The impeachment complaint, filed by lawyer Lorenzo Gadon, accuses the chief justice of the following:
1. Failure to submit statements of assets, liabilities and net worth or SALNs to the Judicial and Bar Council (JBC), which screens applicants for judiciary posts and failure to declare properties in Bataan and Davao City;
2. Misuse of P18mn in public funds on the purchase of a bulletproof Toyota Land Cruiser, hiring of information technology consultant Helen Macasaet, and selection of the Shangri-La Boracay resort for the 3rd Asean Chief Justices’ meeting;
3. Usurping the authority of the Supreme Court as a collegial body by forming a Regional Office of Court Administrator, issuing a temporary restraining order on the case of Coalition of Senior Citizens party list, and transferring the Maute cases from Marawi to Taguig City without en banc or full-court approval;
4. Abusing her position as ex-officio chair of the JBC by excluding the name of then Solicitor General Francis Jardeleza from consideration for the post of associate justice;
5. Interference in the inquiry by the House of Representatives on the alleged misuse of P66mn in tobacco funds by Ilocos Norte government employees because of a Court of Appeals stay order on the House investigation and undermining the House justice panel’s impeachment proceedings; and
6. Abuse of discretionary power.
“In an increasingly chaotic, noisy and confusing world, I am making a call to reason. Since the impeachment complaint has been filed against me … it has been eight months of unrelenting attacks against my person and my office,” Sereno said during the “Women vs.

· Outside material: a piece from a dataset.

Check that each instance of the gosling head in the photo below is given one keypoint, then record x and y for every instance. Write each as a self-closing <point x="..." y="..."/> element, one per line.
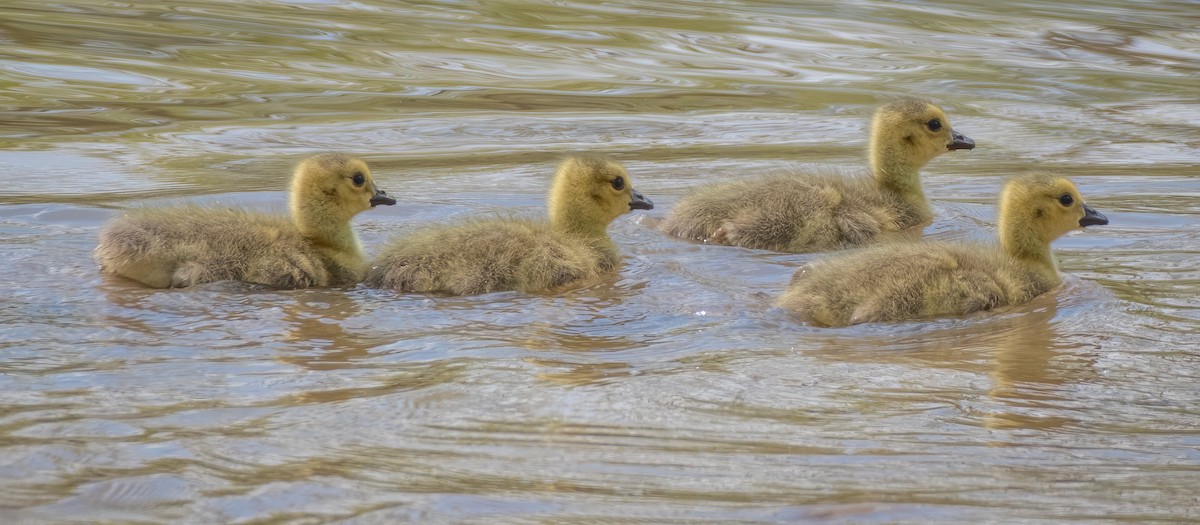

Strongman: Filipinas Resisting” forum in UP Diliman. “It is apparently a well-funded, formidable machinery, with the complaint ever expanding its scope in an effort to hurl all kinds of charges against me.”
The chief justice, who is on leave, also dismissed the infighting among Supreme Court justices as a petty disagreement not worthy of national attention.
At least seven Supreme Court justices testified against Sereno during the impeachment proceedings in the House Justice panel: Teresita de Castro, Francis Jardaleza, Noel Tijam, Samuel Martires, Diosdado Peralta, Lucas Bersamin, and Andres Reyes.
Sereno insists that she is innocent of all the charges, and vows to answer the accusations once she faces the Senate impeachment court.
Yesterday the IBP and lawmakers asked the high tribunal to junk the quo warranto case.
“Having been appointed to her current post, the chief justice is presumed to have been previously adjudged by the President as having met the requirement of integrity,” the IBP pointed out. “Consistent with the separation of powers, such judgment cannot be reviewed, much less reversed, by the Supreme Court.”
“Under the Constitution, the members of the Supreme Court may not be ordered dismissed by any government authority other than by the Senate after an impeachment proceeding,” it added, “The president remains the ultimate judge of a candidate’s worthiness. Entertaining the quo warranto petition on account of the chief justice’s supposed lack of integrity is tantamount to subjecting her to the disciplinary authority of the Supreme Court.”
In an opposition-in-intervention petition, the Makabayan bloc sought to junk the petition as “it intentionally derails the ongoing impeachment process in Congress, and it attempts to wrest the constitutional power away from the Congress”.